Anais do Seminário dos Estudantes da Pós-Graduação em Filosofia da UFSCar 
ISSN (Digital): 2358-7334 ISSN (CD-ROM): 2177-0417 
IX Edição (2013) 
NORMA, NORMAL E ANORMAL EM CANGUILHEM E FOUCAULT 
 
Caio Souto1 
 
Iremos limitar nossa exposição a dois problemas concernentes à conceituação da 
norma no que se refere aos organismos vivos, os quais acreditamos serem os que mais 
propiciam uma articulação entre as obras O normal e o patológico, de Georges 
Canguilhem, e O nascimento da clínica, de Michel Foucault: o primeiro deles reporta à 
natureza da diferença entre os estados normal (ou fisiológico) e anormal (ou 
patológico); o segundo se refere ao papel exercido pela clínica nessa diferenciação. 

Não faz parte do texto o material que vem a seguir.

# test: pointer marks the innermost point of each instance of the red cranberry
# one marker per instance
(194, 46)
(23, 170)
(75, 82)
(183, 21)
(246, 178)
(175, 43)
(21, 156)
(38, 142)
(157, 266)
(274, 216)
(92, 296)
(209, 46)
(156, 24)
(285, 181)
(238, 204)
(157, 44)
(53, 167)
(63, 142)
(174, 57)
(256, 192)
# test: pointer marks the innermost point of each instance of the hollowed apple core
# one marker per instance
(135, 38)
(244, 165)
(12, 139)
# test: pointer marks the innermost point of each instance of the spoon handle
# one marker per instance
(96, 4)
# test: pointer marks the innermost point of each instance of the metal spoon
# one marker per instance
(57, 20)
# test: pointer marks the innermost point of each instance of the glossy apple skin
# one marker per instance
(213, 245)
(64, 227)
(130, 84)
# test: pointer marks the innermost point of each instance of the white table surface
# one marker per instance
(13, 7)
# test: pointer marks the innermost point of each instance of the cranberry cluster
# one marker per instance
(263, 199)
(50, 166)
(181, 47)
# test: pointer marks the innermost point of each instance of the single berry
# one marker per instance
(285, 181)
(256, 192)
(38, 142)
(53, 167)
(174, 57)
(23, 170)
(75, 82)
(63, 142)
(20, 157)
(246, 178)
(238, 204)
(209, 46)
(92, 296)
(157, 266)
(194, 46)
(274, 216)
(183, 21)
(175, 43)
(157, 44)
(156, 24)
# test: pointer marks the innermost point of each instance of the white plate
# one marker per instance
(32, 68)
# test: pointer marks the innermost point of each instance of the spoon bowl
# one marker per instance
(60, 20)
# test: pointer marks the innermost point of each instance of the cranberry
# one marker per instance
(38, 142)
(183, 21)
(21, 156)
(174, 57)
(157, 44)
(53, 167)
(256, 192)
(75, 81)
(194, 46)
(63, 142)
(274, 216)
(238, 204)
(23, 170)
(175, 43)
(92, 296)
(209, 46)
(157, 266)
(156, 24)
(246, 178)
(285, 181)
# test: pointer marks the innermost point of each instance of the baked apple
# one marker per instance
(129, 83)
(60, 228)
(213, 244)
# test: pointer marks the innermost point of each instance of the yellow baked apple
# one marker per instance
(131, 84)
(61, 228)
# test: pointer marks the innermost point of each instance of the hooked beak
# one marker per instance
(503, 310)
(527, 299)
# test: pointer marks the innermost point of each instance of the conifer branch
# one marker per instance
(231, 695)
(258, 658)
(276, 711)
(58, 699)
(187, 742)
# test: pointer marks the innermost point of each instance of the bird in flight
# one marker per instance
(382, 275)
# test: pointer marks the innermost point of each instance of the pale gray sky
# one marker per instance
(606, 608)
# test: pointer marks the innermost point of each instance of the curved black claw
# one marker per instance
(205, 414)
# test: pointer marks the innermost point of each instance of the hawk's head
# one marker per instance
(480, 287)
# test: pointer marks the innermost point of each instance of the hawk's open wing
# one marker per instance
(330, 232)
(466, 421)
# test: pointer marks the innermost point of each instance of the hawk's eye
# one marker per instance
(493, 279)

Pretendemos abordar, com a primeira dessas questões, a crítica que a epistemologia 
histórica proposta por Canguilhem dirige ao positivismo científico, bem como a 
qualquer forma idealista de compreensão da ciência, a partir da consideração sobre a 
impossibilidade de determinação científica da norma; com a segunda, trataremos o 
papel que o campo das práticas externas ao conteúdo intrínseco de uma ciência exerce 
na elaboração dos conceitos mesmos dessa ciência. Ao final, mencionaremos algumas 
das principais relações entre esse pensamento e a arqueologia do saber praticada por 
Foucault em sua inflexão sobre o domínio médico, apenas apontando para a abertura 
que o autor iria dar à questão nos seus livros posteriores, notadamente em As palavras e 
as coisas, quando estenderia sua análise a todas as chamadas ciências do homem. 
*** 
Canguilhem dividiu a redação do ensaio original de O normal e o patológico, 
apresentado como tese de doutorado em medicina no ano de 1943, em duas partes. Na 
primeira delas, encarregou-se de refutar o argumento positivista, atribuído a Augusto 
Comte e, parcialmente, a Claude Bernard2, segundo o qual haveria uma identidade entre 
os estados fisiológico e patológico de um organismo vivo. Ampliando a concepção 
nosológica estabelecida por Broussais, Comte teria postulado que qualquer modificação 
na ordem própria a um organismo seria devida a uma variação de intensidade de um ou 
de alguns dos seus fatores constitutivos. Nesse sentido, uma disfunção do organismo 
não alteraria a natureza de nenhum componente existente em seu funcionamento 
 
1 Doutorando em Filosofia pela UFSCar. Bolsista CAPES. E-mail: <caiosouto@ufscar.br> 
2 A segunda edição do texto de Canguilhem (de 1966) aponta para novas publicações de Bernard 
(notadamente a dos seus Principes de médecine expérimentale, em 1947) que teriam levado a atenuar as 
relações entre fisiologia e patologia neste pensador.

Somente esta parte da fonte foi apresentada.